Baton Rouge mayoral candidates debate crime, traffic at first forum

Baton Rouge mayoral candidates debate crime, traffic at first forum

BATON ROUGE, La. (WAFB) - A number of candidates seeking to run East Baton Rouge parish pitched their solutions for traffic, crime, and community development during a forum Friday, Sept. 18.

It’s among the first opportunities candidates have had to debate ideas in the same room. The American Institute of Architects Baton Rouge chapter hosted the event.

Mayor-President Sharon Weston Broome, Uncle Earl’s bar owner Jordan Piazza, Rep. Denise Marcelle, metro councilman Matt Watson, and attorney E. Eric Guirard participated. Former state Rep. Steve Carter and attorney Frank Smith, III did not attend.

A moderator asked different questions from each candidate, though a common theme emerged in each candidate’s answers. Broome’s challengers were quick to note that Baton Rouge is set to break its homicide record in 2020.

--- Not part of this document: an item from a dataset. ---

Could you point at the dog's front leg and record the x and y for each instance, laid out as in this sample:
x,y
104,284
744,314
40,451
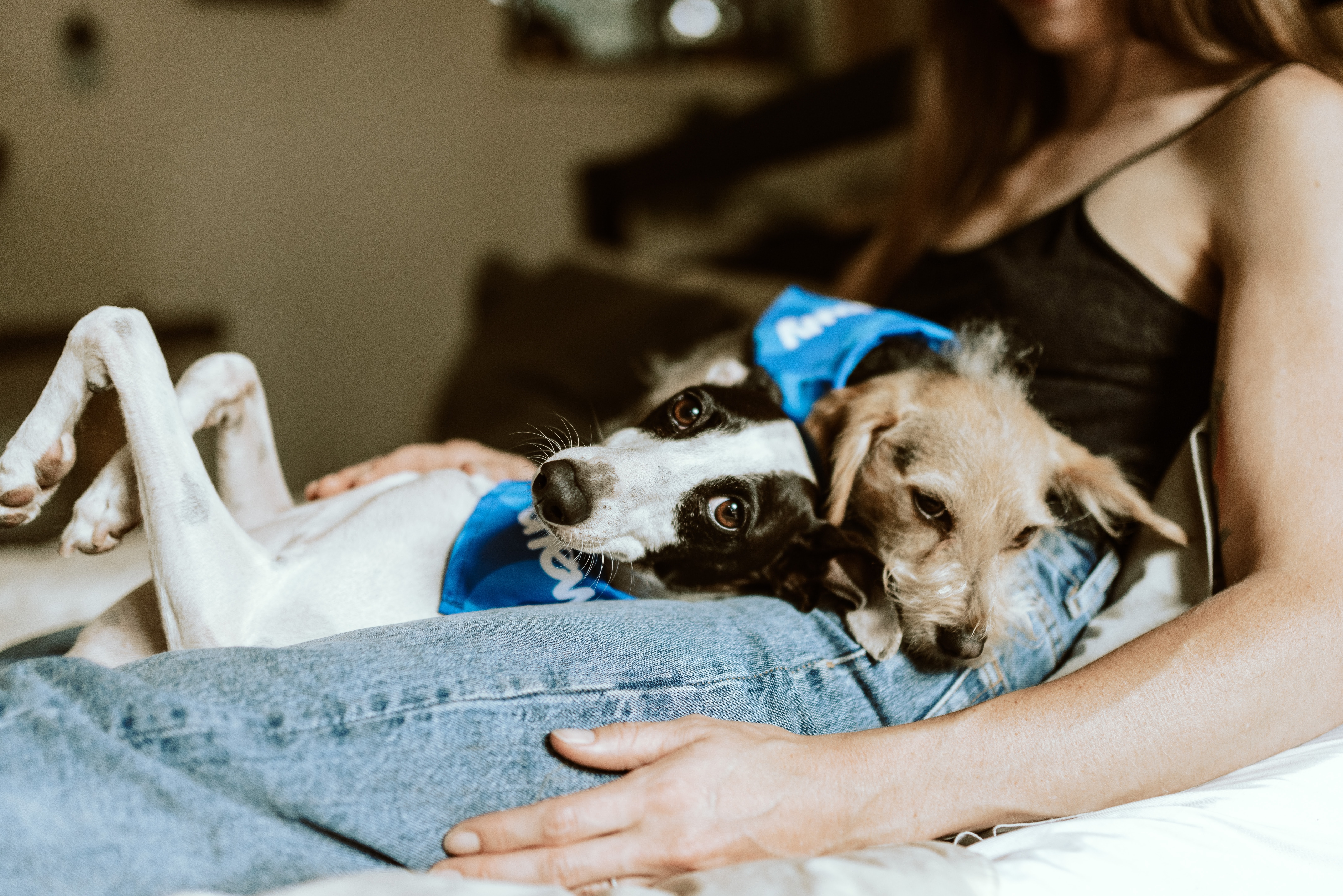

“You can’t attract businesses if you’ve got crime,” Watson, a republican, said.

“We have got to stand up to crime,” Marcelle, a democrat, said. “We cannot act like it’s not happening.”

Broome, a democrat, noted that the bulk of Baton Rouge’s homicides happen in two zip codes. She lobbied new investment in those communities as a potential remedy.

Piazza, a republican, said he would identify and trim fat in the BRPD budget and re-allocate that money for $10,000 officer pay raises.

“Not just to give money out,” Piazza said. “If we’re going to recruit better-quality candidates, we have to pay for that quality. Everyone knows that’s how it is in business.”

Guirard, the race’s lone independent but a self-proclaimed conservative, said his education plan could reduce violence and unite the parish.

“You take all the money devoted to the parish school system and divide it by the number of kids in the parish,” he said. “You give each kid a credit stipend to spend on the education opportunity of their choice.”

Piazza and Watson each noted that the movement to incorporate St. George began as a partial product of Baton Rouge residents' frustration with the local school system.

Candidates each lamented Baton Rouge’s traffic woes, though Broome noted that her MOVEBR traffic program is the largest infrastructure investment in parish history.

“We have sowed the seed to build on,” she said. “We have sowed the seed in good ground. Baton Rouge is a good city.”

Election day is Nov. 3. If no candidate receives more than 50 percent of the vote, the top two will advance to a December runoff.